Announcement

Collapse
No announcement yet.

AMD's Latest ROCm Effort: More Blogging With A New Blog Platform

Collapse
X
 
  • Filter
  • Time
  • Show
Clear All
new posts

  • #11
    They absolutely still need to groom the full software ecosystem. If I cannot install a rocm enabled version of pytorch on conda-forge, I won't be able to use it and won't switch away from cuda or nvidia GPUs. Supporting only pip or something like a fedora base install is not enough. It's very low effort for AMD to support this.

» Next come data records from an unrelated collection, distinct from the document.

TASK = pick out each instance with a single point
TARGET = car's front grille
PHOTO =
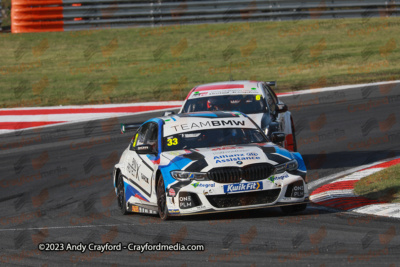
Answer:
(243, 199)
(252, 172)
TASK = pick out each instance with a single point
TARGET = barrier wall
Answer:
(68, 15)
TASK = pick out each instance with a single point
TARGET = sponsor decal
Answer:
(131, 168)
(145, 178)
(281, 177)
(144, 210)
(171, 192)
(232, 188)
(234, 157)
(195, 185)
(298, 191)
(185, 201)
(183, 125)
(135, 209)
(174, 211)
(207, 124)
(226, 148)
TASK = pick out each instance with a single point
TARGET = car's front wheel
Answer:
(162, 199)
(293, 208)
(121, 195)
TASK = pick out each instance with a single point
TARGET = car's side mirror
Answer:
(145, 149)
(281, 108)
(277, 137)
(168, 113)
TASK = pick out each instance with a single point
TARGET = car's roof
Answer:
(225, 88)
(229, 84)
(204, 114)
(187, 122)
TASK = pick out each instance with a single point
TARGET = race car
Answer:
(206, 162)
(256, 99)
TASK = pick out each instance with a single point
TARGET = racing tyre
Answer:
(121, 195)
(293, 208)
(162, 199)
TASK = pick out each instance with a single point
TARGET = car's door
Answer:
(283, 118)
(146, 166)
(132, 163)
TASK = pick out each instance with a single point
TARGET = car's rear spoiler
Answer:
(129, 126)
(271, 83)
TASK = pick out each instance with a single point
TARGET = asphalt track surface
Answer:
(56, 187)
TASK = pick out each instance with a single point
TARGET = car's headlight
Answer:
(288, 166)
(184, 175)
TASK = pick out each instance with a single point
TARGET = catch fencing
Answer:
(69, 15)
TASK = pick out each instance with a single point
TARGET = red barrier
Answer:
(36, 16)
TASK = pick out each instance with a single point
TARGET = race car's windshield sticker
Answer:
(172, 141)
(213, 138)
(190, 124)
(224, 92)
(134, 143)
(246, 103)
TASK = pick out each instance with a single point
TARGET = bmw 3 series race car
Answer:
(207, 162)
(256, 99)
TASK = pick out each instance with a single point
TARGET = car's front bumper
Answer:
(208, 197)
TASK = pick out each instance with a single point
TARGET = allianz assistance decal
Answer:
(232, 188)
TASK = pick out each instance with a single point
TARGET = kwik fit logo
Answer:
(195, 185)
(232, 188)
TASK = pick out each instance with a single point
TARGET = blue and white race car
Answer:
(207, 162)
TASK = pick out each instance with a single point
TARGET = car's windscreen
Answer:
(247, 104)
(213, 137)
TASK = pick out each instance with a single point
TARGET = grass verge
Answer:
(164, 63)
(382, 186)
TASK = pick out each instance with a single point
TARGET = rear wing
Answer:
(129, 126)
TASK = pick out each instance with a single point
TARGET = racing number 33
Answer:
(172, 142)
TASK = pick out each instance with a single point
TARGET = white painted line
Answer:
(65, 227)
(161, 103)
(326, 179)
(335, 88)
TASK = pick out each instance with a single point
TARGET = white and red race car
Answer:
(256, 99)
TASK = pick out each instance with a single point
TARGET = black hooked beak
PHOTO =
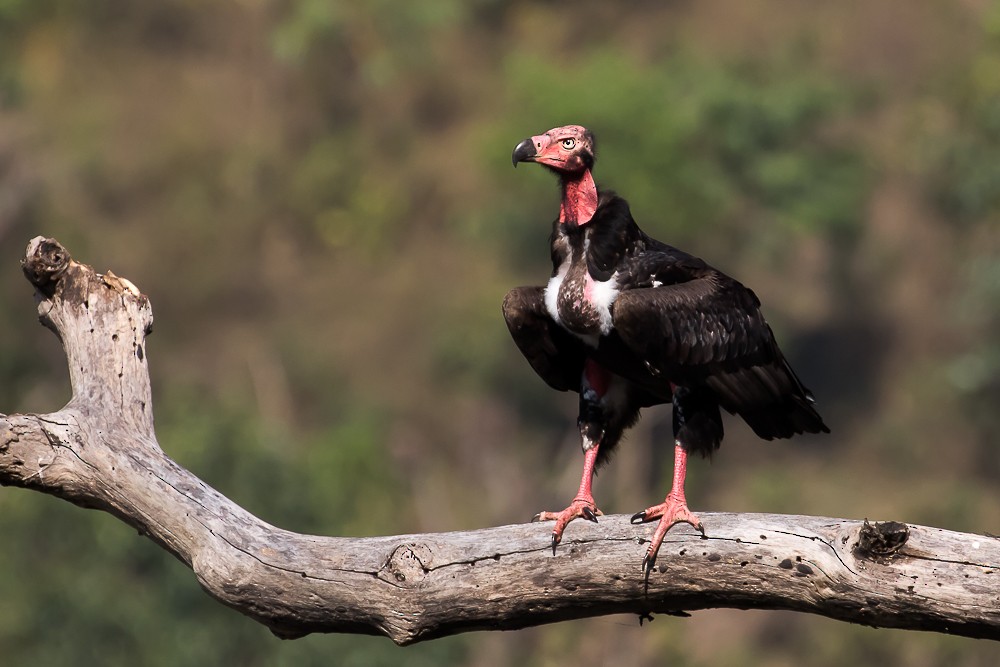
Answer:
(524, 152)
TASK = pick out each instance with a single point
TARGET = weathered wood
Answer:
(100, 451)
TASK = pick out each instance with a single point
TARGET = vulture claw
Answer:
(648, 561)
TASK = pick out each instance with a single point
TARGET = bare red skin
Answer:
(579, 200)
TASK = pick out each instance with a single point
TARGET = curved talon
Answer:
(648, 561)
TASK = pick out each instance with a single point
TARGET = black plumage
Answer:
(629, 322)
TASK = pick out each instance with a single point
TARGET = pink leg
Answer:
(672, 510)
(583, 504)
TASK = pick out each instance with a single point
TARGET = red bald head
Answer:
(568, 150)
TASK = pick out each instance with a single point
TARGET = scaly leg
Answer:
(582, 505)
(596, 382)
(672, 510)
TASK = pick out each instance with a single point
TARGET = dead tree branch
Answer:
(100, 451)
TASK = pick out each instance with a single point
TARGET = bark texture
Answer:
(100, 451)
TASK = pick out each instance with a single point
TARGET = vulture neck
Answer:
(579, 201)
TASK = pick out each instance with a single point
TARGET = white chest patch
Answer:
(581, 305)
(601, 294)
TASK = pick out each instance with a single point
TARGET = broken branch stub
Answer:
(100, 451)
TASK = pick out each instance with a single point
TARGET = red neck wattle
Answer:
(579, 199)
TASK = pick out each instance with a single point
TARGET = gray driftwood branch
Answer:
(100, 451)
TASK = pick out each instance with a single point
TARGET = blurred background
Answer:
(318, 199)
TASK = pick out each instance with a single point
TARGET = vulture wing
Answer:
(708, 330)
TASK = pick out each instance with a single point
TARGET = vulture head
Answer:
(568, 150)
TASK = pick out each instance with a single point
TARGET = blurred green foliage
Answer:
(318, 199)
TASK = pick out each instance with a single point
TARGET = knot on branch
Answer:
(407, 564)
(881, 539)
(45, 261)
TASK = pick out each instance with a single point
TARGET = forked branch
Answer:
(100, 451)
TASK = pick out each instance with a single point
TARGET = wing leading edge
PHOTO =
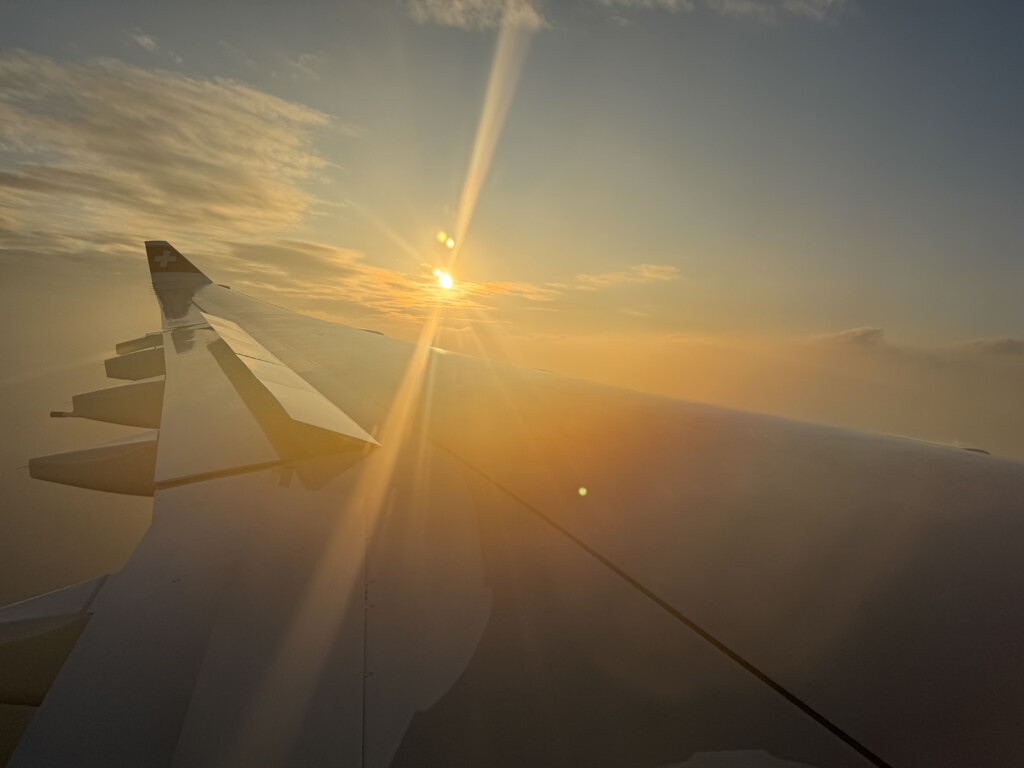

    If they want people to flock to use their MI300's for ML on Azure soon, they should make the ecosystem easier to handle for devs to switch easily. For our company only price/performance matters, if there is no migration barrier.

    Comment


    • #12
      Poor support here is such a shame. My previous GPU was AMD, bought specifically because of their strong open-source Linux support. When I upgraded recently I wanted to go with AMD again, but the software I want to run (mostly photogrammetry and ML) are only available on Nvidia cards, so I bought one of those. I really hope the picture changes by the time I next upgrade.

      Comment


      • #13
        Originally posted by UpSideDown View Post
        Poor support here is such a shame. My previous GPU was AMD, bought specifically because of their strong open-source Linux support. When I upgraded recently I wanted to go with AMD again, but the software I want to run (mostly photogrammetry and ML) are only available on Nvidia cards, so I bought one of those. I really hope the picture changes by the time I next upgrade.
        Ditto. I buy AMD because of their superb Linux gaming support, but it's a damn shame that AMD isn't that great of a choice when you have a consumer-grade GPU and want to do anything more than just playing games with the default settings. That's especially true if you don't use one of the Enterprise distributions that they support. Even for gaming, compared to Windows, their Linux support could be better.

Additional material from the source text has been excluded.